Após as investigações, o delegado indiciou o motorista pelo crime de homicídio culposo (quando não há intenção de matar) na direção de veículo automotor qualificado pela omissão de socorro e por praticá-lo em cima da calçada.

“Apesar de algumas testemunhas confirmarem que ele ingeriu bebida alcoólica, não é possível mensurar se no momento do fato ele estaria embriagado, o que seria uma prova que poderia eventualmente mostrar o dolo. Existem indícios, mas não a materialidade, algo que comprove isso”, disse o delegado.

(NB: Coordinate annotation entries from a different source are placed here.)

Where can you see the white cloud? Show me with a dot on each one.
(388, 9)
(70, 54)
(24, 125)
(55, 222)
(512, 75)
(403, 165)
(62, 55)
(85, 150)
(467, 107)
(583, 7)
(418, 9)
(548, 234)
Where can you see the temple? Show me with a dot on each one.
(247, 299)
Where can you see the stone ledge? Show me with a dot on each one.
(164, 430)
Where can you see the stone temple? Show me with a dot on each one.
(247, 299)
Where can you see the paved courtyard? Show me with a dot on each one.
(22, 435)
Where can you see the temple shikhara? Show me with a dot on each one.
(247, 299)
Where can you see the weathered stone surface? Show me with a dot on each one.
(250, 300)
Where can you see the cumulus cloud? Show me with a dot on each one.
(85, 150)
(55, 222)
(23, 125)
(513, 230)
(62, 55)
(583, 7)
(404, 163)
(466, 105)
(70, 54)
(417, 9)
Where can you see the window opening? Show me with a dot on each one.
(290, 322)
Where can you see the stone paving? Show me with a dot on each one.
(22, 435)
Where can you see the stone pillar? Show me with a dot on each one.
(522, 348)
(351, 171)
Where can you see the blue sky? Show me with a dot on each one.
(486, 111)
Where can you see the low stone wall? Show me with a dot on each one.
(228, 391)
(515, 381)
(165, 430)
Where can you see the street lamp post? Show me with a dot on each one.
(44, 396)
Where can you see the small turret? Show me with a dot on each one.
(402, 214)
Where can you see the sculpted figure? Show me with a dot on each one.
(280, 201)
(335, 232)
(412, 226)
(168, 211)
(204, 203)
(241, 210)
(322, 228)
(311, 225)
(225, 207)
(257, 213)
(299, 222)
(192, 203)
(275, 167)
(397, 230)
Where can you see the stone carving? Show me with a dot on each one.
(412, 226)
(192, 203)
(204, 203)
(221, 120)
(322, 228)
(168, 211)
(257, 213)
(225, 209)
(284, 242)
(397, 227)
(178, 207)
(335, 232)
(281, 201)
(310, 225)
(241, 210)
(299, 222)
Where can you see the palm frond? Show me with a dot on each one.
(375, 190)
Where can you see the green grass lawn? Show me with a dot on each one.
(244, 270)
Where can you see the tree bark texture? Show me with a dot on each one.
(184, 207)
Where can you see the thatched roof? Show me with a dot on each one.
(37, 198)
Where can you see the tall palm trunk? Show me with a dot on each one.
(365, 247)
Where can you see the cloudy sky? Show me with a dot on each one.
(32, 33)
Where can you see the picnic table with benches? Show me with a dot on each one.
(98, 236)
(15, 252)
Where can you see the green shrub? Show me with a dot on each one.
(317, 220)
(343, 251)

Acontece que após o atropelamento, o condutor do veículo acabou se evadindo do local. E só se apresentou à polícia mais de 24 horas depois do crime. “É uma prova prejudicada. Houve um desvio (da rota do carro), mas pode ter ocorrido por uma sonolência na direção, algo pode ter atravessado a frente dele e o motorista desviado, assim como ele poderia estar embriagado. Tem vários motivos, mas fica difícil materializar sem que tenha convicção de laudos que comprove a embriaguez com uma prova técnica”, acrescentou.

Provas periciais podem ser inseridas no processo

Segundo o delegado, o inquérito já foi encaminhado ao Fórum da comarca de Criciúma. Possamai afirma que ainda falta a conclusão de alguns laudos periciais. Um deles seria a comprovação da velocidade do veículo na hora do atropelamento.

“Essas provas depois elas podem servir para o entendimento do judiciário. De repente o Ministério Público pode apresentar alguma alteração de tipificação. Mas com as provas colhidas até agora ficou caracterizado um homicídio culposo”, reforçou o delegado.